In the wake of the Boston Marathon bombing in April, the New York City Marathon on Sunday will be monitored by bomb-sniffing dogs, police scuba divers and surveillance helicopters.

Hundreds of cameras are covering nearly every inch of 26.2 mile route, including footage from above and from vans on the street, according to Reuters.

The NYPD is taking a lesson from authorities in Boston who eventually identified their bombing suspects through surveillance footage. Thousands of police officers will patrol the route and 43 bomb sniffing dogs will be deployed.

"We are well equipped and well deployed," said Police Commissioner Raymond Kelly.

Kelly said the NYPD began this strategy the day after the April 15 bombing Boston Marathon, which killed three people and injured 264.

Runners and spectators can expect to additional screenings like bag searches.

“This will be the best-protected race that they can enter,” Kelly told runners in a statement. “There are no guarantees in our post-9/11 world, but we’re doing everything we reasonably can to protect the runners and the spectators and have this be a safe and enjoyable event.”

No threats to the 43rd annual New York City Marathon have been identified.

Race organizer New York Road Runners spent $1 million on security consultation, which led to the decision to ban runners from using backpacks, masks, vests with large pockets, CamelBaks, and water-filled backpacks with drinking tubes.

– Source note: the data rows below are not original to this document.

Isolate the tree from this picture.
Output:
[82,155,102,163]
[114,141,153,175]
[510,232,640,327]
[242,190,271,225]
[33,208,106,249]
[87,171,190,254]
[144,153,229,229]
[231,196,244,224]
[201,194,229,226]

Spectators can’t carry large packages and rolled up blankets must be carried unfurled.

President and chief executive of New York Road Runners Mary Wittenberg told the Times that the group held 20 races since the Boston bombings without incident.

“Everybody has been very happy with the level of security and the enhanced plan,” Wittenberg said. “And we are just so close to the starting line and committed to a great day.”